To koniec Kii Optimy. Ale będą naprawdę duże rabaty

Kia Optima Sportwagon
Kia Optima Sportwagon Źródło:Kia
Zaskakująco i nagle z rynku zniknie Kia Optima. Ale u dealerów można wciąż kupować auto, jeszcze przez kilka miesięcy. Finalne samochody z końca produkcji będą oferowane z dużymi rabatami.

Informację potwierdziła na Facebooku Kia Motors Polska i warszawski dealer marki.

facebook

Obecna Kia Optima pochodzi z 2015 roku, w 2018 roku przeszła facelifting. Zniknie z rynku za kilka miesięcy Optima. Dealerzy kupują ostatnie produkowane egzemplarze, będzie je można kupić ze zniżkami jeszcze przez jakiś czas.

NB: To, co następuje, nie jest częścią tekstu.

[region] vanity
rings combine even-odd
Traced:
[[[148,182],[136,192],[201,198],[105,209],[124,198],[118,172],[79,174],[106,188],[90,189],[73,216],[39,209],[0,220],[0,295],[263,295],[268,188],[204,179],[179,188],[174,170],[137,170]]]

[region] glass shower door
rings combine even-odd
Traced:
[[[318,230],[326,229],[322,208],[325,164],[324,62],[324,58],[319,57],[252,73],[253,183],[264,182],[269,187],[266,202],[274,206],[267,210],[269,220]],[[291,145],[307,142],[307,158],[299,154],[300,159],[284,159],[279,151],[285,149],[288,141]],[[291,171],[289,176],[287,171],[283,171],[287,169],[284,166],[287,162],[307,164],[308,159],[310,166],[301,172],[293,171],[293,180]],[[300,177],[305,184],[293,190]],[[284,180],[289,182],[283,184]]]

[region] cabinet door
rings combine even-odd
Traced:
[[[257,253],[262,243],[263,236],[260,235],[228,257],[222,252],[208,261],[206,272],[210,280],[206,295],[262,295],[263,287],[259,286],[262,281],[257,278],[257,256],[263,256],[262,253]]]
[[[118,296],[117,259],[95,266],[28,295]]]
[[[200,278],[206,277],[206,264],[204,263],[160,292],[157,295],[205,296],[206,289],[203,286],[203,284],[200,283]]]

Dlaczego Optima znika z rynku? Chodzi o koszty i normy. Optima jest produkowana w Korei, transport kosztuje, podobnie jak dostosowanie auta do unijnych norm emisji spalin. Tymczasem Optima będzie oferowana zarówno w Azji, jak i – ta i kolejna generacja – w Stanach Zjednoczonych. Na to, by przetrwała w Europie, jest za droga.

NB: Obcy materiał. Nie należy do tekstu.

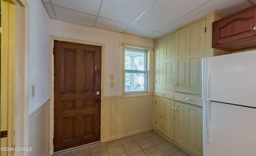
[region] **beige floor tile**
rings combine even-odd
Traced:
[[[167,142],[159,144],[156,147],[166,156],[169,156],[178,151],[176,148]]]
[[[173,144],[173,143],[172,143],[172,142],[170,142],[170,141],[168,142],[168,142],[168,143],[170,144],[173,147],[174,147],[174,148],[175,148],[177,150],[181,150],[180,149],[180,148],[179,148],[177,146],[176,146],[175,145],[174,145],[174,144]]]
[[[170,156],[184,156],[183,154],[181,153],[180,151],[174,153],[170,155]]]
[[[108,149],[121,145],[121,142],[118,139],[108,141],[106,142],[105,144]]]
[[[183,155],[184,155],[185,156],[190,156],[189,154],[183,151],[183,150],[180,150],[180,152],[183,154]]]
[[[71,156],[72,152],[72,151],[67,152],[65,153],[60,153],[56,155],[54,155],[54,156]]]
[[[90,149],[88,147],[72,150],[71,156],[84,156],[88,155],[90,155]]]
[[[108,149],[110,156],[126,156],[127,154],[122,145]]]
[[[166,139],[165,138],[164,138],[164,136],[161,136],[161,135],[160,135],[160,134],[157,134],[157,135],[158,135],[158,136],[159,136],[160,137],[160,138],[162,138],[162,139],[163,139],[163,140],[164,140],[164,141],[165,141],[166,142],[167,142],[167,141],[168,141],[168,140],[167,139]]]
[[[164,153],[156,146],[145,150],[144,152],[148,156],[166,156]]]
[[[90,146],[90,152],[92,154],[106,149],[105,143],[101,143]]]
[[[122,144],[127,144],[129,142],[131,142],[133,141],[134,141],[132,138],[131,136],[128,136],[125,137],[124,138],[122,138],[119,139],[119,141],[121,142]]]
[[[142,150],[135,141],[123,144],[123,146],[128,155],[131,155]]]
[[[154,146],[154,144],[147,138],[137,140],[136,141],[136,142],[137,142],[140,147],[143,150]]]
[[[147,155],[143,151],[140,151],[138,152],[134,153],[132,155],[130,155],[130,156],[147,156]]]
[[[153,136],[153,135],[157,135],[158,133],[153,130],[149,130],[148,131],[143,132],[143,135],[146,137]]]
[[[91,156],[109,156],[108,150],[105,150],[91,154]]]
[[[132,138],[135,141],[146,138],[146,136],[145,136],[142,133],[137,134],[136,134],[133,135],[131,136]]]
[[[155,145],[157,145],[165,142],[165,141],[158,135],[154,135],[149,137],[148,138]]]

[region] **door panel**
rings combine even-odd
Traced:
[[[100,140],[101,47],[54,41],[54,152]]]

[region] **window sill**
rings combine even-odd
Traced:
[[[145,96],[150,96],[150,95],[153,95],[153,94],[149,93],[126,94],[125,95],[123,95],[123,97],[144,97]]]

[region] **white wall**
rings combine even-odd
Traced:
[[[46,102],[49,95],[50,18],[40,0],[30,6],[29,114]],[[35,86],[32,97],[32,86]]]
[[[105,44],[104,96],[122,95],[123,42],[154,47],[152,39],[51,19],[50,35]],[[114,87],[110,87],[114,75]]]

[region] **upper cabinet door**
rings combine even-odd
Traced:
[[[201,59],[205,53],[205,20],[175,34],[176,91],[201,94]]]
[[[156,89],[174,91],[174,34],[157,41],[156,53]]]
[[[212,23],[212,47],[229,51],[256,47],[256,6]]]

Szkoda, tym bardziej, że cieszy się popularnością. Sprzedaż rośnie o ponad 30 proc. rocznie. Także dlatego, że pod maską ma wolnossący benzynowy silnik 2.0 163 KM. Oprócz tego motoru w gamie były też inne nowe jednostki napędowe (1.6 T-GDI i 1.6 CRDI).

A czego dowiadujemy się ze strony jednego z dealerów? Że wszyscy dealerzy Kii są zaskoczeni. Otrzymali informacje, że „w związku z planowanym zakończenie produkcji modelu Optima informujemy, że indywidualne zamówienia produkcyjne przyjmujemy do 27 sierpnia 2019 r. Po tym terminie do sprzedaży dostępne będą samochody ze stoku KMP/Dealer oraz produkcja”.

Dalej czytamy, że „dealerzy i centrala (Kia Motors Polska) zdają sobie sprawę, że nie każdy zdąży złożyć indywidualne zamówienia na Optimę więc sami robią „zapasy”. Oceniają popyt, szacują ile egzemplarzy może się jeszcze sprzedać, jakie to będą wersje i sami je zamawiają. Wówczas auta trafiają na tzw. stock. I potem klient może wybierać wyłącznie spośród modeli zgromadzonych na takim stocku. Może się oczywiście zdarzyć, że i tu trafi się egzemplarz, który będzie odpowiadał jego wymaganiom w 100 procentach, ale im dłużej będzie zwlekał z wyborem, tym będzie on skromniejszy”.

A zatem auto można kupować i to jeszcze przez jakiś czas. No i negocjować ceny.